MMAJunkie.com had the scoop: http://mmajunkie.com/2008/01/04/elitexc-books-kimbo-slice-vs-tank-abbott-for-feb-16-show/



> A fight between Internet-brawler-turned-MMA-fighter Kevin “Kimbo Slice” Ferguson (1-0) and early UFC fighter David “Tank” Abbott (9-13) will take place after all.
> 
> The fight, which was originally booked for October but canceled when event organizers shut down the show, has been picked up by Pro Elite, Inc., which will feature the heavyweight bout as part of its Feb. 16 EliteXC show.
> 
> ...


----------



## The Legend (Jun 13, 2006)

I honestly don't know who to pick because I'm not sold on Kimbo yet


----------



## Bonnar426 (Jul 18, 2006)

Knowing the caliber fighter Tank is, he'll probably get destroyed by Kimbo within the first minute of the fight!

EliteXC sure loves giving Kimbo fighters that are on Solid losing streaks!


----------



## kds13 (Nov 27, 2006)

I think Tank can bang with him for awhile, but he'll gas out and get finished. Kimbo has talent and is training with Bas...so he's gonna be legit. I just won't be sold till we see a step up in opponents.


----------



## nickman9000 (Sep 7, 2006)

It was booked last time wasn't it? I'll believe when i see.


----------



## The Legend (Jun 13, 2006)

kds13 said:


> I think Tank can bang with him for awhile, but he'll gas out and get finished. Kimbo has talent and is training with Bas...so he's gonna be legit. I just won't be sold till we see a step up in opponents.


You pretty much told how the fight is going to go


----------



## e-thug (Jan 18, 2007)

This wont get out of the 1st round...Tank and Kimbo will trade for about 3 minutes, then Tank will gas and get finished. 

Kimbo is still a bit of a mystery as to how well he is gonna do, guys gotta remember its only his 2nd fight...he needs these fights as part of the learning curve.


----------



## nickman9000 (Sep 7, 2006)

Tank will win if they stand and trade, but Bas will prolly convince Kimbo to take him down and work. Damn you and yer gameplans Bas!


----------



## southpaw447 (Mar 21, 2007)

Finally. It's about damn time.

I call Kimbo by submission


----------



## MLS (Jul 18, 2007)

All Kimbo has to do is last survive the first minute and then tank will gas. Then Kimbo will ko tank.


----------



## sove (Apr 7, 2007)

I agree that it makes sense to pit a new fighter like Kimbo against someone like Tank. At least we know Tank won't take a dive.

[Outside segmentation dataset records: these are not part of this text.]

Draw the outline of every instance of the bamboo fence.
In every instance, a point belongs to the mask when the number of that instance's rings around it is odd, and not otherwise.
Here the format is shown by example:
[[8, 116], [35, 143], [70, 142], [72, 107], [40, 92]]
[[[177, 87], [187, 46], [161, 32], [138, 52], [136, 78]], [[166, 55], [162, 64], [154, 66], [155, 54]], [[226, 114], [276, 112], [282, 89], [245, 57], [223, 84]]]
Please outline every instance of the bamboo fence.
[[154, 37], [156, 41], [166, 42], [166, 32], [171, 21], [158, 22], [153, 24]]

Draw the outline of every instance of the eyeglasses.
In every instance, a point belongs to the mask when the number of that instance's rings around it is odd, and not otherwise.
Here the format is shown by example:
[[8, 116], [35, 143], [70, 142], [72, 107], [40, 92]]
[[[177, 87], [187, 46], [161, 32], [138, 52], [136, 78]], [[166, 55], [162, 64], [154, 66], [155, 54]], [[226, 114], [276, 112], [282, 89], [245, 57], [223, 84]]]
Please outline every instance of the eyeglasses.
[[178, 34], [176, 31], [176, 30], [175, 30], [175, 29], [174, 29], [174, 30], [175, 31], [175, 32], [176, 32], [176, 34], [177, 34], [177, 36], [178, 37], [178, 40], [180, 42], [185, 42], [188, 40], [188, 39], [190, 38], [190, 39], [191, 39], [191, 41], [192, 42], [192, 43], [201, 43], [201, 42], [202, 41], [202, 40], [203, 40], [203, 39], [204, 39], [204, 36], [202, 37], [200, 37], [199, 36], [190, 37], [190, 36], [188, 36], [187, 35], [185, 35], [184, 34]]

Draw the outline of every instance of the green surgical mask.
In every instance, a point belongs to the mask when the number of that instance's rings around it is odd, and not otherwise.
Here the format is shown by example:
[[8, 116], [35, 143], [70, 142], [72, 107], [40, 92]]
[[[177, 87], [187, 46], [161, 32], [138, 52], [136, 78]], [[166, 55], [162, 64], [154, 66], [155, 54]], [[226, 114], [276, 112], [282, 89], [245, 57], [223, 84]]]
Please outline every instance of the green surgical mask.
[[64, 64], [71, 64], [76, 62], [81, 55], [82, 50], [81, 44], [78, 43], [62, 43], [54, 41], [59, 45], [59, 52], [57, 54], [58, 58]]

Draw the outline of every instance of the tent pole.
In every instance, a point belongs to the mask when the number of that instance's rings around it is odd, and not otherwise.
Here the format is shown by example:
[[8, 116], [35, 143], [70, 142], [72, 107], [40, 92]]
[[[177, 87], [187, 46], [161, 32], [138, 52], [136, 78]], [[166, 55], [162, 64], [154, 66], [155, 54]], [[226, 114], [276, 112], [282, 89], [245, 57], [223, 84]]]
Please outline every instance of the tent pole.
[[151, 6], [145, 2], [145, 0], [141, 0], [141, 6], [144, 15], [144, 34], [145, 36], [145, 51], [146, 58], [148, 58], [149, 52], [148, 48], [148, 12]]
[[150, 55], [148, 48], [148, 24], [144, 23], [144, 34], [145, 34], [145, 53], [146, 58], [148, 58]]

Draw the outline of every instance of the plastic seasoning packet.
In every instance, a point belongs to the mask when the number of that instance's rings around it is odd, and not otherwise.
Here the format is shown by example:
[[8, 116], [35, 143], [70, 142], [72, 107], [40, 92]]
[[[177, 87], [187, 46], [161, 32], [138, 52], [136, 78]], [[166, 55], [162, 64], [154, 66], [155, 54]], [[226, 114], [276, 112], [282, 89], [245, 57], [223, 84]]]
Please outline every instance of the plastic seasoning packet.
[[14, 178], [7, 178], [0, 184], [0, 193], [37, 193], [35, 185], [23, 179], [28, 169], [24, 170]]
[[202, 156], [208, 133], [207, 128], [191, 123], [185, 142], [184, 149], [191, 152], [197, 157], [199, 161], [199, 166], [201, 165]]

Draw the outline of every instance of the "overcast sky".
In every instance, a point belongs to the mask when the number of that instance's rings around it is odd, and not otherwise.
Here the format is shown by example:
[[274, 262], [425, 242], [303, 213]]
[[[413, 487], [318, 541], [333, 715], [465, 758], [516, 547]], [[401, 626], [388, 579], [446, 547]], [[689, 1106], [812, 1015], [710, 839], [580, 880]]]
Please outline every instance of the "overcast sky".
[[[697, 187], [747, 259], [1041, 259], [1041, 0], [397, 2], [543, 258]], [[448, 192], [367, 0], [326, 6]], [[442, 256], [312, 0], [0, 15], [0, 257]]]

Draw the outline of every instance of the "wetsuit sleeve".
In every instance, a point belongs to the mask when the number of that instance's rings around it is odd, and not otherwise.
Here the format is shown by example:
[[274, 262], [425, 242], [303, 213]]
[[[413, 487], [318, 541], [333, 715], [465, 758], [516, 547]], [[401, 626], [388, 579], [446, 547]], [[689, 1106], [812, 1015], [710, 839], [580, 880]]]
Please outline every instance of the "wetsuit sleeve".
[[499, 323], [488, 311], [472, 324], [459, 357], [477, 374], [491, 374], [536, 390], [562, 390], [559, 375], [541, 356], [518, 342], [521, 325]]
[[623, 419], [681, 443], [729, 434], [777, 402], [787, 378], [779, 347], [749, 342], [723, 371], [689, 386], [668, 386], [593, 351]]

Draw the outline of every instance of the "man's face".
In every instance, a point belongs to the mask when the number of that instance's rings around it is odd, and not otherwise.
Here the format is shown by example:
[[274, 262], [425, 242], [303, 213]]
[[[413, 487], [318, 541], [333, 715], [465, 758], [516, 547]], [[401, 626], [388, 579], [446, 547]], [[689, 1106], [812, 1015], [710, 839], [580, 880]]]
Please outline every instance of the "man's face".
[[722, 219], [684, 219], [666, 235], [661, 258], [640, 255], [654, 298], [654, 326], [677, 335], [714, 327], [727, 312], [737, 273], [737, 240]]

I'm going to go out on a limb and predict Kimbo by armbar in the first.


----------



## ZeroPRIDE (Apr 12, 2006)

if this was in Japan, pretty sure this fight is right up there ally. Freak show fight.


----------



## Toxic (Mar 1, 2007)

Kimbo is a bitch, he just better remember that at the least Tank cis not gonna take a dive and run away from him, I actually think Tank will knock out Kimbo in the first found.


----------



## Risto (Oct 11, 2006)

Not sure if Tank even trains for fights these days...? Apart from hanging out in bars...? The only way he can win is a flush punch in the first minute or so - Tank does pack an amazing punch. I agree with him gassing early and then getting whooped. Kimbo is hardly a technician himself, but appears far fitter.


----------



## gibboeng9 (Dec 8, 2006)

if tank comes in to this fight unfit then kimbo will win, that's the obvious outcome. i believe tank has a punchers chance and that's it. kimbo is training seriously for mma and wants to do well even though i think he'd get destroyed by any class a heavyweight. i'd like to see a healthier tank than we have done for the last few years but i don't see it, put them in a bar and i say tank would win haha.


----------



## ID06 (Dec 31, 2006)

Finally we will know who the best heavyweight in the world is...


----------



## ZeroPRIDE (Apr 12, 2006)

gibboeng9 said:


> if tank comes in to this fight unfit then kimbo will win, that's the obvious outcome. i believe tank has a punchers chance and that's it. kimbo is training seriously for mma and wants to do well even though i think he'd get destroyed by any class a heavyweight. i'd like to see a healthier tank than we have done for the last few years but i don't see it, put them in a bar and i say tank would win haha.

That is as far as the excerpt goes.